The government has interest in 30 enterprises consisting of 14 state-owned enterprises and 16 state-invested enterprises. Some of the state-owned enterprises include regulatory institutions, commercial and policy driving institutions.

And Ms Tšolo recently told the Public Accounts Committee (PAC) that the review has already started in the mining sector where the experts have been called to evaluate the mining contracts that the government has with the local mining companies.

“The work has already started with mining sector,” Ms Tšolo said.

“Next month another mission (from the ADB) will come to carry on the reviews in other departments. The work will be done throughout the 2019/20 financial year where all the shareholders agreements will be reformulated and renegotiated.

“The new agreements will be implemented in the 2020/2021 shareholders agreements. The review is not going to be an easy task where the government will not just dictate the new terms. The processes have already begun in mining sector where the African Legal Support Facility is formulating a model contract which will be used on other contracts.

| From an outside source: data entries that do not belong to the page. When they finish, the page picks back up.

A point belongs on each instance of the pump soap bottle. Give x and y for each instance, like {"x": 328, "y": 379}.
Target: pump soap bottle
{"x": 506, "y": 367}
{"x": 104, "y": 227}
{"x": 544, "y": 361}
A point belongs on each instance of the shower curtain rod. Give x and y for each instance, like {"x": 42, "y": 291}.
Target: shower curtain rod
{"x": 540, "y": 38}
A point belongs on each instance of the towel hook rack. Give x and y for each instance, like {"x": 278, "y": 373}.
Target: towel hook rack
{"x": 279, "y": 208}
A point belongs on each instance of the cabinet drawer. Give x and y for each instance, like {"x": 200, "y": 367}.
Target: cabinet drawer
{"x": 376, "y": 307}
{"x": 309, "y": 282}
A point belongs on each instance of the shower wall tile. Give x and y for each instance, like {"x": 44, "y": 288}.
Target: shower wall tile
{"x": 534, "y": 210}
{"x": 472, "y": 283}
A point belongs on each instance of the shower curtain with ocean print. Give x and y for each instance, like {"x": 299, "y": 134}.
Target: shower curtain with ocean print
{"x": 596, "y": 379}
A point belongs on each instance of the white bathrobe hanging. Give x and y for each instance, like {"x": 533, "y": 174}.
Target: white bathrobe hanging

“We have engaged the AfDB to help us review all the shareholder agreements that the government has with parastatals run under various ministries to unpack them and see if they are still representative of the current financial statements of the companies,” Ms Tšolo said.

She said most of the shareholder agreements were signed several years back when some of the companies were still start-ups and were not yet profitable to pay any dividends.

Ms Tšolo said last year the government reviewed its agreement with the Minor Hotels Group through its subsidiary, AVANI Hotels and Resorts, which they inherited from the Sun International Hotels, Lesotho Sun and the Maseru Sun hotels.  This was after the hotels claimed to have failed to make any profits and as such did not pay any dividends to the government.

“Hotels did not pay any dividends because they claimed that they were not making any profits. The nature of the agreement between the hotels group and the government itself was done in such a way that made it impossible for the government to receive any dividends from the hotels.

“The shareholders agreement had many limitations which made it impossible for the hotels to declare any profits and subsequently they were not able to pay dividends to government. The agreement was amended last year and the Avani Hotels has since paid the government M7 million in dividends,” Ms Tšolo said.